Cultural considerations in client care after a stillbirth should include:

  • Avoiding assumptions and stereotyping
  • Understanding and supporting cultural expressions of grief
  • Sensitive communication
  • Linguistic services
  • Acknowledge cultural groups’ support systems
  • Supporting cultural rituals

Considerations for Healthcare Providers

Healthcare professionals often lack confidence in their ability to provide good quality care for parents/guardians who experienced fetal demise. Targeted education and training can help to prepare healthcare providers and increase confidence in providing stillbirth care. All healthcare providers who interact with clients after a fetal loss should aim to attend professional development opportunities and become familiar with the principles of bereavement care [2][10].

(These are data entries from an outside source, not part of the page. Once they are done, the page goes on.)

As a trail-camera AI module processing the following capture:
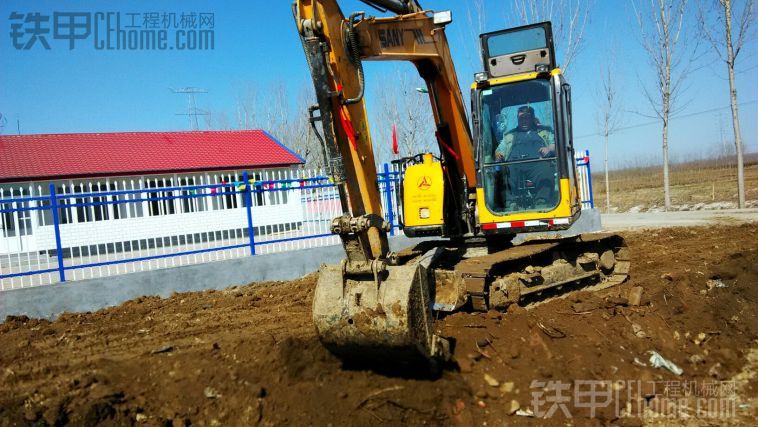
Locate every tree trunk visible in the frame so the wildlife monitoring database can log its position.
[663,113,671,212]
[722,0,745,209]
[605,127,611,213]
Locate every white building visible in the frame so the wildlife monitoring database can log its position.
[0,130,303,260]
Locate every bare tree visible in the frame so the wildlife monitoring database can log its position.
[373,68,438,166]
[505,0,594,74]
[288,82,324,168]
[216,111,232,130]
[698,0,754,209]
[632,0,692,210]
[596,54,623,213]
[234,83,258,129]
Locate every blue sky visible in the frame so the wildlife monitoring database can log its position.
[0,0,758,169]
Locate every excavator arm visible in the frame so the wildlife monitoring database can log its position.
[293,0,476,360]
[293,0,476,271]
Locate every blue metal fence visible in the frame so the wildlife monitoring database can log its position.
[0,157,593,290]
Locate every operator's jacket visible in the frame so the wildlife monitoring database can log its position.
[495,125,555,161]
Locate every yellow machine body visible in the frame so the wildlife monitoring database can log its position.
[403,153,445,234]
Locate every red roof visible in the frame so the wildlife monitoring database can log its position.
[0,130,303,182]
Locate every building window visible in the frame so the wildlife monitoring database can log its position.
[147,178,176,216]
[0,188,32,237]
[179,176,206,213]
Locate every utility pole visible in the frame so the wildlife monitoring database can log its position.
[170,87,208,130]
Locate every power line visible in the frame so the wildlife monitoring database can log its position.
[574,99,758,140]
[170,87,208,130]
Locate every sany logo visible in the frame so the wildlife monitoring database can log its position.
[416,176,432,190]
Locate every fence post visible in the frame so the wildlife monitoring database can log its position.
[242,171,255,255]
[50,183,66,283]
[384,163,395,236]
[584,150,595,208]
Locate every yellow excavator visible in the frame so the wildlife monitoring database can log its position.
[292,0,629,363]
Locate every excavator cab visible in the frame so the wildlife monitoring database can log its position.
[471,22,581,234]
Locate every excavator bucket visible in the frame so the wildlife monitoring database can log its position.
[313,250,449,363]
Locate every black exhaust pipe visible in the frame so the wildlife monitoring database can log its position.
[361,0,421,15]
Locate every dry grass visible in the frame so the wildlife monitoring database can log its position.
[592,153,758,212]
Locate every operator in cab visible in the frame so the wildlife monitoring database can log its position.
[495,105,555,208]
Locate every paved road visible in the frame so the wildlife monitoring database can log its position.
[601,209,758,231]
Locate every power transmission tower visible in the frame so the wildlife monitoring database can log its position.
[171,87,208,130]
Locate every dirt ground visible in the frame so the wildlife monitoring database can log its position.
[0,224,758,426]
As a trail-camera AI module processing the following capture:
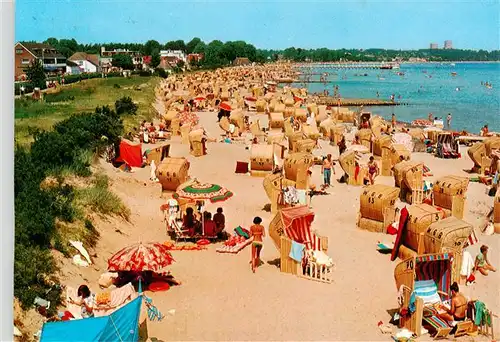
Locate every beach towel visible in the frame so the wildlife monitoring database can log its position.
[289,240,306,262]
[66,286,83,319]
[460,251,474,278]
[283,186,299,204]
[313,251,333,267]
[69,240,92,264]
[415,280,441,305]
[297,189,307,205]
[93,283,137,317]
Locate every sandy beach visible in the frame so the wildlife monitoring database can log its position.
[22,95,492,341]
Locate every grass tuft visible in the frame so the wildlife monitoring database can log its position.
[77,174,130,221]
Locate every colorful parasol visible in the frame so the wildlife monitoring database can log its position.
[219,102,232,111]
[172,180,233,203]
[293,96,304,102]
[177,112,200,126]
[108,242,175,272]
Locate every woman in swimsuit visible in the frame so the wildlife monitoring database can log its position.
[368,156,378,185]
[439,282,468,322]
[250,216,266,273]
[474,245,496,276]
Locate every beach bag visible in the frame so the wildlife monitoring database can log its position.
[235,161,248,173]
[234,226,250,239]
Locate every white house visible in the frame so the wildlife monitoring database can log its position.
[65,60,82,75]
[68,52,100,73]
[160,50,187,63]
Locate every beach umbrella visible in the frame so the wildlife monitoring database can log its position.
[172,179,233,235]
[174,90,190,97]
[172,180,233,203]
[219,102,231,111]
[347,144,370,153]
[177,112,200,126]
[108,242,175,272]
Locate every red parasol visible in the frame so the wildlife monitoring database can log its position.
[293,96,304,102]
[108,243,175,272]
[219,102,231,111]
[177,112,200,126]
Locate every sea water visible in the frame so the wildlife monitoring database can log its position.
[296,63,500,133]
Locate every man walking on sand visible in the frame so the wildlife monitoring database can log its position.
[321,154,335,187]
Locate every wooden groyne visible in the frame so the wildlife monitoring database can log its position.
[315,96,409,107]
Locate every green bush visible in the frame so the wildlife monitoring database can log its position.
[78,175,130,220]
[14,104,127,310]
[43,91,75,103]
[115,96,137,115]
[14,241,60,312]
[14,82,33,95]
[155,68,168,78]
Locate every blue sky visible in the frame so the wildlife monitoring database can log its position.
[15,0,500,50]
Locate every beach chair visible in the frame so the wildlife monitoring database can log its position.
[269,205,334,284]
[394,253,472,339]
[219,116,240,137]
[437,133,460,158]
[250,120,266,142]
[171,220,196,243]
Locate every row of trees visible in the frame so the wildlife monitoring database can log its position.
[33,37,266,69]
[24,37,500,68]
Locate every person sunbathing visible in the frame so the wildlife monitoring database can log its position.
[182,208,200,236]
[368,156,379,185]
[438,282,468,322]
[250,216,266,273]
[474,245,497,276]
[69,285,96,318]
[203,211,217,237]
[214,208,226,234]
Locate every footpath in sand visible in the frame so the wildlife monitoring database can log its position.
[51,106,500,341]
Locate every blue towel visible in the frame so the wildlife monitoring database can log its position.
[289,241,305,262]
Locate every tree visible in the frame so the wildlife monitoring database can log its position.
[143,40,161,56]
[149,50,161,68]
[186,37,202,53]
[26,60,47,89]
[165,40,186,52]
[111,54,134,70]
[193,42,207,54]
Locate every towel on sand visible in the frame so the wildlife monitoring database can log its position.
[460,251,474,278]
[94,283,137,317]
[289,240,306,262]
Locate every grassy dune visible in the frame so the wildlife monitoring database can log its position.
[15,76,159,145]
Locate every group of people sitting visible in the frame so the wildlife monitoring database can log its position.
[182,207,226,237]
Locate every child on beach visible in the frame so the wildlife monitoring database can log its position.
[368,156,379,185]
[321,154,335,187]
[250,216,266,273]
[474,245,497,276]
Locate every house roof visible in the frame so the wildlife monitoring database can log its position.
[18,43,66,58]
[68,52,99,66]
[66,59,78,67]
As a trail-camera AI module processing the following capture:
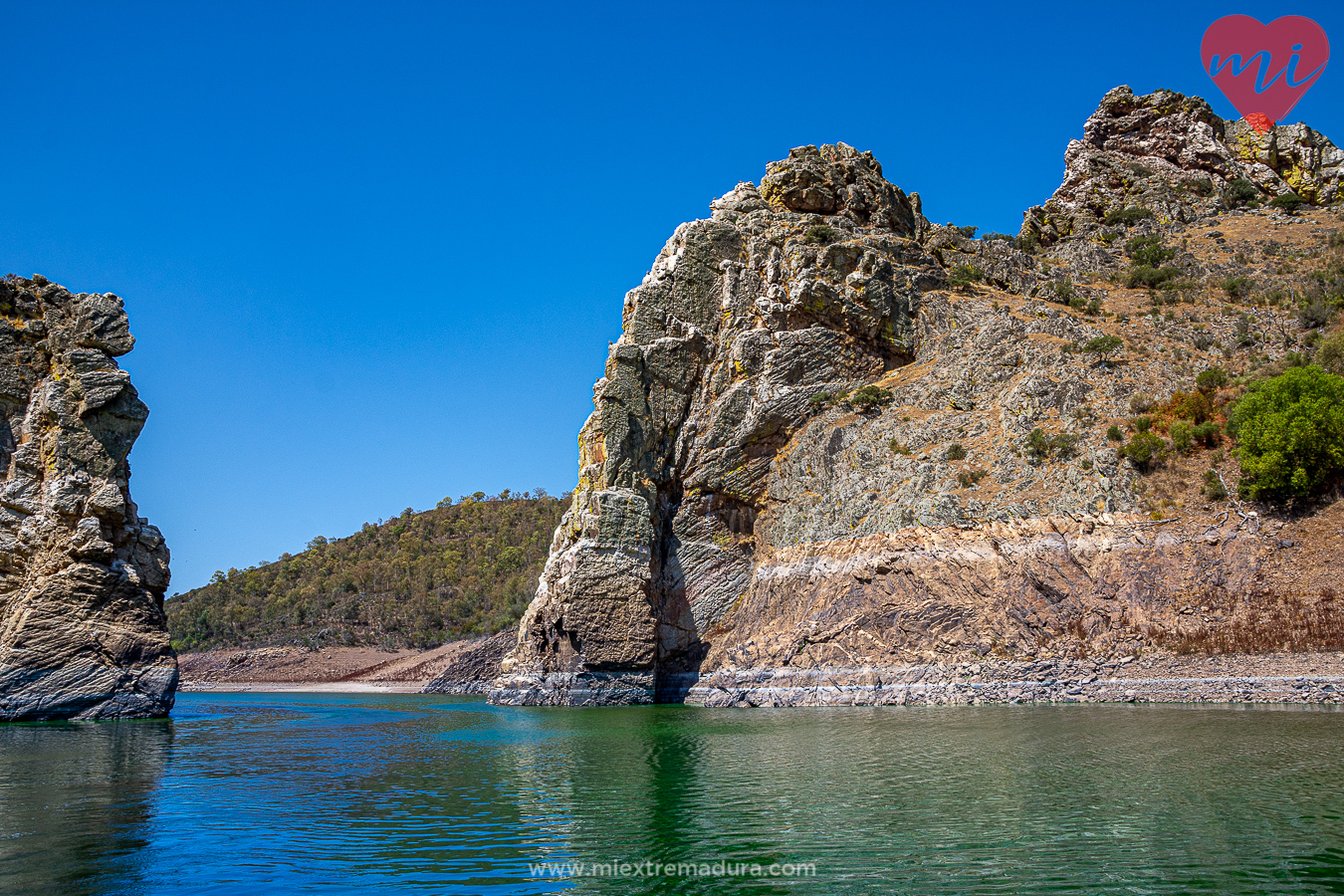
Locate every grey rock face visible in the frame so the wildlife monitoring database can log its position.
[0,277,177,722]
[1021,88,1344,247]
[491,88,1340,704]
[492,143,944,704]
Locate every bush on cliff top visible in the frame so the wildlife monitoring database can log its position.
[1230,365,1344,501]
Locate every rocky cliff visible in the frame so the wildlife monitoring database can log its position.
[491,88,1341,704]
[0,276,177,720]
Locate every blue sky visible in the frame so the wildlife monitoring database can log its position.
[0,1,1344,591]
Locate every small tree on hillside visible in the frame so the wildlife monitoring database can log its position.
[1230,365,1344,500]
[1083,336,1125,362]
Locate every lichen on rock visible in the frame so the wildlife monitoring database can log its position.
[0,277,177,720]
[491,88,1340,704]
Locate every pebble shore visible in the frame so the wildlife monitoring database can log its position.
[686,653,1344,707]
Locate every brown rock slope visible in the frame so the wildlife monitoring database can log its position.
[491,89,1344,704]
[0,277,177,720]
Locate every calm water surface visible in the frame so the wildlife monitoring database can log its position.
[0,695,1344,895]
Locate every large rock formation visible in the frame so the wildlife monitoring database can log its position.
[1021,88,1344,251]
[491,89,1339,704]
[0,277,177,720]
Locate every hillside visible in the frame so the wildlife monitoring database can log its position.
[491,88,1344,704]
[165,492,568,650]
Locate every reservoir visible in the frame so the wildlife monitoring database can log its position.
[0,692,1344,896]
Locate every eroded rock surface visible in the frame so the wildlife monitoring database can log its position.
[1021,88,1344,251]
[491,89,1344,704]
[0,277,177,720]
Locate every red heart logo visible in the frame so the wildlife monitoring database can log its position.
[1199,16,1331,130]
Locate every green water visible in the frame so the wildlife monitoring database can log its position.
[0,695,1344,895]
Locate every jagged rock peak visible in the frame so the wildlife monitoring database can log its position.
[0,276,177,722]
[1021,86,1344,246]
[761,142,917,236]
[492,143,946,703]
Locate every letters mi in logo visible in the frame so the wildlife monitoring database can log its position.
[1199,16,1331,130]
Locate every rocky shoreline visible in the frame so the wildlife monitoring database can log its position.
[686,654,1344,708]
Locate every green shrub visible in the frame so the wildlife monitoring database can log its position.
[1202,469,1228,501]
[1045,277,1078,305]
[1268,193,1306,212]
[1224,177,1260,208]
[807,392,840,411]
[1125,234,1176,268]
[1232,365,1344,500]
[1167,391,1214,423]
[1168,420,1195,454]
[1297,299,1336,330]
[948,265,986,289]
[1191,420,1224,447]
[1195,366,1228,392]
[957,470,990,489]
[802,224,837,243]
[1026,427,1078,461]
[1121,430,1167,470]
[849,385,891,411]
[1083,336,1125,360]
[1222,277,1255,299]
[1316,327,1344,376]
[1102,205,1153,227]
[1125,265,1180,289]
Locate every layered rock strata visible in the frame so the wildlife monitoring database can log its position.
[0,277,177,722]
[1021,88,1344,252]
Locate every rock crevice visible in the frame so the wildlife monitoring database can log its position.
[0,277,177,720]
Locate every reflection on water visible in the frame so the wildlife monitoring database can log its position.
[0,695,1344,896]
[0,719,172,896]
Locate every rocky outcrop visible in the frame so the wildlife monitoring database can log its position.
[423,628,518,695]
[493,143,944,703]
[1021,88,1344,252]
[491,89,1344,704]
[0,277,177,720]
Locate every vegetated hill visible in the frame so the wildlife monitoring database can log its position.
[165,489,568,650]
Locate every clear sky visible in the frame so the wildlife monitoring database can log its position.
[0,0,1344,591]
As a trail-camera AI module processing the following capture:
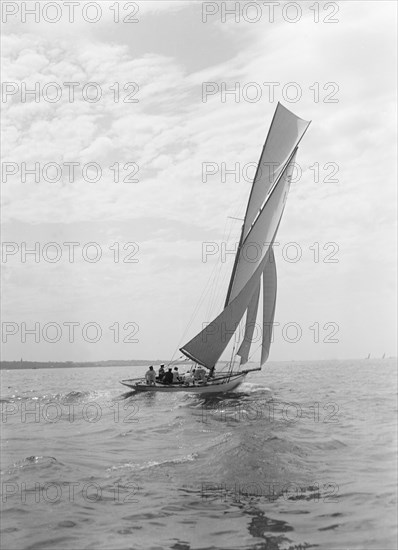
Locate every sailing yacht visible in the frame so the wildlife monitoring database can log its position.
[121,103,310,393]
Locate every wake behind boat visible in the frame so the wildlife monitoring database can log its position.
[121,103,310,393]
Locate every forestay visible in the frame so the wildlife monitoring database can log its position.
[180,103,309,368]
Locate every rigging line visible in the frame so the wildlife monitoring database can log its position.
[208,215,241,318]
[171,220,227,359]
[206,218,231,319]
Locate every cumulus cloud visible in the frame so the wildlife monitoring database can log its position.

Further, healthcare professionals who care for bereaved clients before, during, or after the death of a baby will be emotionally affected. They might experience sadness, anger, guilt, grief, or helplessness and experience psychological trauma. Training, organizational support, and self-care interventions can help reduce negative psychological outcomes among those providing support to clients after a fetal demise [2][10].

Ask yourself...
  1. What are some psychological health effects of fetal demise on a client?
  2. What support interventions should be offered to a client after fetal demise?
  3. What are some commonly used scales that allow measuring of grief, depression, anxiety, or stress of a client that experienced fetal demise?
  4. What advice would you give a client after fetal demise to support their emotional health?
  5. What are some cultural considerations in client care after a stillbirth?
  6. What emotional effects might healthcare providers experience while caring for a client who experienced fetal demise?

Conclusion

In the U.S., 21,105 babies were stillborn in 2021. It is devastating for parents/guardians when a baby dies, and the experience can cause a range of mental and physical distress for a client. Sensitive, personalized support interventions that address the client’s needs are vital to prevent short and long-term negative outcomes.

Providing a client with understandable information, discussing options with them, empathy, caring, and tailoring care to their individual needs from the time of diagnosis to hospital discharge and follow-up are key.